The second help is to use as many different precise words as you can with your child. Instead of just saying “red bird”, use the word “cardinal”. To describe a tree, be more specific and say “walnut”, “oak” or “maple”. Increase your child’s vocabulary by describing something two ways, such “I am happy. I am elated. This is little. It is miniscule.” Give your child the correct names of things, and both of your vocabularies will grow. There are wonderful visual dictionaries that give precise language of hundreds of things, like the names of the parts of an airplane. You’ll be amazed at how hungry your child is for language.
Around age two-and-a-half to three, help your child become aware that words are made up of individual sounds.
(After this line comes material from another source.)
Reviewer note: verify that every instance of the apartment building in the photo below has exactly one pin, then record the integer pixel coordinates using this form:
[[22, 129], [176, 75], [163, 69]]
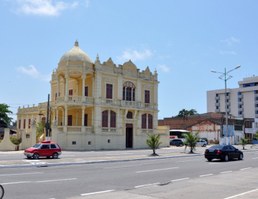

This skill is called phonemic awareness. Phonemic comes from the word “phonics” which means sounds. When you help your child become aware of the individual sounds in words, you are helping them develop a very important skill for reading success. Remember, children have an innate ability for language development, and so phonemic awareness can be created in such an easy way, that you could even call it “child’s play”. No teaching required, just fun and games.
One of the activities, or games, that you can do with your child is the I Spy Game.
This is played very much like the game you used to play as a child where you said “I spy something green.” To help create phonemic awareness, you are going instead to say “ I spy something that begins with the “b” sound”.
The challenge is to know how to make the “b” sound. Here’s how. The letter name for “b” is pronounced “bee”. The sound of “b” is more like “buh”. Try saying the word “ball” and stopping yourself after you get the “b” sound out. The “uh” part of “buh” is very, very soft and if you can say it without any “uh” sound, that is even better.
The variations of the I Spy Game are endless and you can play it on the spur of the moment.
For this reason, it is a great car and restaurant game. You can play with parts of the body, clothing, names, things in a room, etc. Just remember that the object of the game is to help your child learn to hear individual sounds in words. He can’t win or lose! He can only learn phonemic awareness.
To play the game, you say, “I spy something that begins with the “n” sound”. Your child says “Tree!” Instead of saying, “No, you’re wrong,” kindly say, tree starts with a “t” sound. I’m thinking of something on your face that begins with a “n”. You can even point to your nose! If your child still doesn’t say the word nose, just point to your nose and say, “I was thinking of nose.” Remember the object of the game is to create awareness of sounds in a fun way that assures success.
Play the I Spy Game every day. As your child progresses, make the game more challenging by doing ending sounds. “I spy something that ends with a “t”. Yes, it’s cat”. Internal sounds are the most difficult to hear so do them last. “I spy something with a “o” sound”. “Yes, I was thinking of “dog”. You will be amazed how quickly your child can hear the different sounds of our language.
Your child will take this skill of phonemic awareness along with letter/sound recognition and become a successful reader.